Pat Lucey

Governor, Ambassador

Patrick Lucey BA1946 went home to Ferryville, Wisconsin, one weekend during his final semester of college to discover that he’d been elected justice of the peace. A friend had organized a write-in campaign, unbeknownst to Lucey, and he won. The job taught him something about fairness.

Once, a local man was jailed for drunkenness. The next morning, Lucey imposed a $5 fine and $3.50 in court costs. The man’s wife paid the fine.

“I thought to myself, ‘Well now, who did I punish?’ I really punished her,” he said. “She had to go home and milk the cows. She had to gather the eggs. She had to take her egg money and pay the damn fine.”

Lucey rose to build the Wisconsin’s modern Democratic Party. He became friends with John F. Kennedy, served as the state’s 38th governor, became ambassador to Mexico under President Jimmy Carter, and was the 1980 vice presidential pick of independent candidate John Anderson.
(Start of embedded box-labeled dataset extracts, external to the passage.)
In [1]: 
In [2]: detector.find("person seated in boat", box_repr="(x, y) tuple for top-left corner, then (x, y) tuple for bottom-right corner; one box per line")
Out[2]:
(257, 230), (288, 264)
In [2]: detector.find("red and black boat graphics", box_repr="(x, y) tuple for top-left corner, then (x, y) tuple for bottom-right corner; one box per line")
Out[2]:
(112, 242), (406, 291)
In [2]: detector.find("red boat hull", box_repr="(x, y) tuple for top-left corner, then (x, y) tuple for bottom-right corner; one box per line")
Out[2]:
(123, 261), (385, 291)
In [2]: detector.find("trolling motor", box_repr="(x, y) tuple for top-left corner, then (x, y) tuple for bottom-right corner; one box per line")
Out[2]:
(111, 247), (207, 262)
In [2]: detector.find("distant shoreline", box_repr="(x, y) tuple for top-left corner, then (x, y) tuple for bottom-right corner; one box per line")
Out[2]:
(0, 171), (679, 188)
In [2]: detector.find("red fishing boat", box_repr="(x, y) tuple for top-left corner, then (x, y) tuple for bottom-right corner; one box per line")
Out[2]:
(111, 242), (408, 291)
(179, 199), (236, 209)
Lucey was elected to the state Legislature in 1948, at a time when Republicans — whether progressive followers of Robert La Follette BA1879, LLD1901 or conservatives in the mold of Joseph McCarthy — dominated the state. By 1951, he was the Democratic Party’s organizational director and served as chairman from 1957 to 1963, helping to engineer JFK’s crucial Wisconsin presidential primary victory — which cemented his ties to the Kennedys.

Lucey advised Robert F. Kennedy in his 1968 presidential run. He was checking into Los Angeles’s Ambassador Hotel when RFK was assassinated leaving the ballroom.

Lucey was elected governor in 1971, and re-elected in 1974. One of his signature achievements was the merger of UW–Madison and the state university system.

In 1977, he resigned to become ambassador. But he chafed at Carter’s leadership and criticized him publicly. In the 1980 Democratic primary, Lucey endorsed Senator Ted Kennedy. When Kennedy stumbled, Lucey accepted Anderson’s offer to join a third-party ticket. They won 6.6 percent of the popular vote.

Lucey died in 2014 at age 96, leaving an enduring impression on politics. He insisted it was not because of personal magnetism. “I don’t think I would recognize charisma if it hit me on the head,” he said. “I just sort of plod along and do what needs to be done and hope that it will fall right.”